Hey everyone. If you had a community website with thousands of members that come each day, how would you set up your database before building a script that allows members to edit, create and view member profiles.

I have the field where it allows a description of each member, I want this field to allow as many characters a MySQL "TEXT" columnn type field allows.

Is it bad to have one database store that much info? Would it be better to store the description field inside a file vs a database? Does it matter? Am I over thinking this topic? I'm trying to keep in mind that if this site grows, they're maybe 500,000 ppl coming in and out a week. That in mind, theyll definetly be a lot of queries to this profile database.

Thanks,
TT

Replies are listed 'Best First'.
Re: Member profiles - file or db?
by jbert (Priest) on Nov 07, 2006 at 11:14 UTC
    I'd say to do whatever is easiest for you right now (which is probably the db route) and localise the knowledge in your code.

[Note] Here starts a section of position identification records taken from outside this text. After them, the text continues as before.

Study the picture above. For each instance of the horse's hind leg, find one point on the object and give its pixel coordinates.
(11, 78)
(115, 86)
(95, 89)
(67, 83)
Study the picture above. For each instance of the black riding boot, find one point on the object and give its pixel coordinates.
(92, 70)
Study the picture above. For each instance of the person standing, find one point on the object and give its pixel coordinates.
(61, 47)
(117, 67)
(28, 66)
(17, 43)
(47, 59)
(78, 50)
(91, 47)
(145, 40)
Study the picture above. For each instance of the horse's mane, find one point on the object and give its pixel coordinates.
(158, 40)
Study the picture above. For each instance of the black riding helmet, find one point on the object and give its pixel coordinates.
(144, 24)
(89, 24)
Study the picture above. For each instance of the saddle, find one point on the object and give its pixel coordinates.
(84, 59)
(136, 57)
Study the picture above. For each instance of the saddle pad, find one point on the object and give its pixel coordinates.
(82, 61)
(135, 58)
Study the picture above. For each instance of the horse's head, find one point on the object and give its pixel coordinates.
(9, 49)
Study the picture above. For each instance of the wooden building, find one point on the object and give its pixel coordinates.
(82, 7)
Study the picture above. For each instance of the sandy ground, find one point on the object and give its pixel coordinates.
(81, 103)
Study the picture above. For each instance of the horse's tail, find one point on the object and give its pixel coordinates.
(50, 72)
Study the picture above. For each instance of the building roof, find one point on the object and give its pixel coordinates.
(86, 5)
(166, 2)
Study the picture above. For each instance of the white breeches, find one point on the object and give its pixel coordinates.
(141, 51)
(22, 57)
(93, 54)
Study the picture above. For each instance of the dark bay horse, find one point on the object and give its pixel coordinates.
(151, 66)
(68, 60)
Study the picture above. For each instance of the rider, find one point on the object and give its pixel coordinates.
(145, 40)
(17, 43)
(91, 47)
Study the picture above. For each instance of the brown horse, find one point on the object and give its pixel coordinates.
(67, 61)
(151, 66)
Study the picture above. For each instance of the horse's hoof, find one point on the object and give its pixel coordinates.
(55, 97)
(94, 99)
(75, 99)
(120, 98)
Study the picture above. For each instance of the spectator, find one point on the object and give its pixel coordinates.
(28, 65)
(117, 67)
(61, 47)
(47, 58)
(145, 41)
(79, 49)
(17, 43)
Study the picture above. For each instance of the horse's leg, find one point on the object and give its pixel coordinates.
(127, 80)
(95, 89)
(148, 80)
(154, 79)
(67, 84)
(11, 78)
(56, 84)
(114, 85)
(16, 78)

    i.e. the only code which knows that the profile is in the db for a user is the accessor which fetches it and makes it available to the rest of your site and the creation/update code which stores it.

    Then you can change your mind later by:

    1. add a new column (profile_filename) to your table
    2. change your accessor to use profile_filename (if present) or the old column if not
    3. change your profile creation code to save as a filename
    4. run a batch job to create filenames for all profiles still stored in the db, populating the new column
    5. drop the old column and remove the backward-compat code from your accessors.
    Which looks like a lot of work in a list, but isn't that much, really.

    Also, you might find that you end up wanting your profiles in the db. If you need to scale, sometimes the best way is to replicate your back-end storage. If you're storing in more than one place (db and filesystem) you've complicated the process by which you do that.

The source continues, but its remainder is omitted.